除雪専門業者は、集合住宅や店舗、商業施設などを対象として、シーズン契約によって除雪作業を行ってくれます。排雪方法も選ぶことができ、除雪の十分な体積場所がある場合は通常排雪、堆積場所がない場合は排雪作業も実施。必要に応じて段差解除や雪庇処理も依頼できます。
業者によっては年間契約・単発作業と複数のプランを用意しているため、希望に応じた除雪サービスを受けることができるでしょう。
雪かきを行うコツは?
雪かきを行うコツは上記のように、負担を少なくする、安全第一と情報の共有です。負担を少なくするには、2人以上で実施する、雪に近づく、少量ずつ運ぶことを意識してください。スコップの柄ギリギリを持ち、重心を低くして、腕の力だけではなく体全体で持ち上げるのがポイントです。
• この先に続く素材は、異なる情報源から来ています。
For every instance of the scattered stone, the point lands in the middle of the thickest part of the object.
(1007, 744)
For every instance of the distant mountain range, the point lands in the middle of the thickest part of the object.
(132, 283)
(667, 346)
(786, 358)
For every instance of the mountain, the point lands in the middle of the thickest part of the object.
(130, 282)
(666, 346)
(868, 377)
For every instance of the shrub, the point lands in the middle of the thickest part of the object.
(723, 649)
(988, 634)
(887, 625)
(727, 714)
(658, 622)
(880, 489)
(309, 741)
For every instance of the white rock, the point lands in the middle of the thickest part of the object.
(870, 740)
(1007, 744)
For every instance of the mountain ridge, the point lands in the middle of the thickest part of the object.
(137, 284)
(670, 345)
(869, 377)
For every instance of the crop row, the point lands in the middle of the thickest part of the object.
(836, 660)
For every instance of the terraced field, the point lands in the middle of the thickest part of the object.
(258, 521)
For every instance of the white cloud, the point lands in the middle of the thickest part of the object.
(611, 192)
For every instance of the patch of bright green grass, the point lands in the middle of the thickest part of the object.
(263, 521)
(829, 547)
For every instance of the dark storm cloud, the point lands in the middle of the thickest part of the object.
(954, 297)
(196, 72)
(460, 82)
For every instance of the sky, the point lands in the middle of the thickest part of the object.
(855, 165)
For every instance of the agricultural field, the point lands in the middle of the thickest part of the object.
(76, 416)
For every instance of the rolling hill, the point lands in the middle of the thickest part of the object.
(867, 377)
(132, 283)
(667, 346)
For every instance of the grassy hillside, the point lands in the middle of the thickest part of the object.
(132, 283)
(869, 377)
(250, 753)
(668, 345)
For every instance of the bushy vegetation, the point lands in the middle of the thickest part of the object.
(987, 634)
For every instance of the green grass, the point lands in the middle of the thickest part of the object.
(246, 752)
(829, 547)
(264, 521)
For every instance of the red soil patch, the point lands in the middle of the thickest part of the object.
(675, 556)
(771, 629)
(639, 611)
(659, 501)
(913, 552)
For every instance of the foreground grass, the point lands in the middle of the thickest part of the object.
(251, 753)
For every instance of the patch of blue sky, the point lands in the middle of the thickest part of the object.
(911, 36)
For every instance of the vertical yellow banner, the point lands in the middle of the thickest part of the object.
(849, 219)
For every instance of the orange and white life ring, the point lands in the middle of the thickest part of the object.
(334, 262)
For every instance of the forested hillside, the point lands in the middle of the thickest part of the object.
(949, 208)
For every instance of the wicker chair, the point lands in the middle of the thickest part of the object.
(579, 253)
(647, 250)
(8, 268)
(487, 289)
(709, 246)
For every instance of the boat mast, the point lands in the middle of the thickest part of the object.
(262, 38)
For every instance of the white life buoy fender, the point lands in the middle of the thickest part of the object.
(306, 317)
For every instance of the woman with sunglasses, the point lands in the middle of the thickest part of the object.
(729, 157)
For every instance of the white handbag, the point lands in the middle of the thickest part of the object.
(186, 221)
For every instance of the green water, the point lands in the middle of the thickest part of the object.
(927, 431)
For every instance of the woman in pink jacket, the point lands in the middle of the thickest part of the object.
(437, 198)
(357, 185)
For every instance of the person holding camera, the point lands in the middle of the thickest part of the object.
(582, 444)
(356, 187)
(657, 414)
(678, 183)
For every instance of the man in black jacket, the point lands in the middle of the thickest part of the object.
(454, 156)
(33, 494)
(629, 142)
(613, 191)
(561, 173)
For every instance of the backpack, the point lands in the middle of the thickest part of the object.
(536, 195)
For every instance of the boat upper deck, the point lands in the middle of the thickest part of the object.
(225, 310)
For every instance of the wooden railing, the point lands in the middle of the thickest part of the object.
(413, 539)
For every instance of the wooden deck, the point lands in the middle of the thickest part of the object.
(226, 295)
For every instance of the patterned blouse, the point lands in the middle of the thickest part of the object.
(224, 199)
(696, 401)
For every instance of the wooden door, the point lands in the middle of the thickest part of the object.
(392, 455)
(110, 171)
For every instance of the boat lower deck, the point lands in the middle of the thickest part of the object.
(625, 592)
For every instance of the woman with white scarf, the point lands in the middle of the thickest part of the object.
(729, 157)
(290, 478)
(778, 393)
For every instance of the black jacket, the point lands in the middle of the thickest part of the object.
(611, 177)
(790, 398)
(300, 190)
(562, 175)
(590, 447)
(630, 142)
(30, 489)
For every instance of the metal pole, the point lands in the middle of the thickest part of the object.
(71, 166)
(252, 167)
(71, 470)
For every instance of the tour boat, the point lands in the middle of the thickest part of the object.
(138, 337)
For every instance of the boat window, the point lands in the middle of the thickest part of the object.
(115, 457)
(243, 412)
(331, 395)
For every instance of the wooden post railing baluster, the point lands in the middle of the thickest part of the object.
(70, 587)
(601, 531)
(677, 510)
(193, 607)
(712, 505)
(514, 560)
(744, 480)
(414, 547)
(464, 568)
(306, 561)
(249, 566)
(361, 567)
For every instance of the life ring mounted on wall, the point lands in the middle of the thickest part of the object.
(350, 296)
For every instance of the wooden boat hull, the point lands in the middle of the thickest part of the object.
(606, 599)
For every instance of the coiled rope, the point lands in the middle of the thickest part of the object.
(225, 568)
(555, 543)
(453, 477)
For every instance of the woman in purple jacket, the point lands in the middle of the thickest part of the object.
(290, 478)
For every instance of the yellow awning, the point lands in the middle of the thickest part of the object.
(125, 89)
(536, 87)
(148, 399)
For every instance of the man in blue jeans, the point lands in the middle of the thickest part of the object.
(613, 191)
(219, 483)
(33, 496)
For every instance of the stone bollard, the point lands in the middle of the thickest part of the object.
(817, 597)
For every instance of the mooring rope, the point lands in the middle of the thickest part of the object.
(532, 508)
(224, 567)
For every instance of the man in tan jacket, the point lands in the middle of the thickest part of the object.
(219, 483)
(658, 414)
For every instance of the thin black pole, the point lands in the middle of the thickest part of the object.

また、公共の道路、下水道や川に捨てるのは禁止されているため、敷地内の隅に運ぶようにしてください。晴れれば自然に溶けてくれます。
雪による事故やリスク
実際に雪が原因により起きた事故はあります。たとえば、ある店舗では外の階段が凍っていました。階段には融雪、凍結防止システムは設置されていました。しかし温度管理がずさんな状況だったため、雪により訪れたお客が階段で転倒してケガを負っています。店舗側は適切にシステムの温度管理をしていなかったことの責任を問われているのです。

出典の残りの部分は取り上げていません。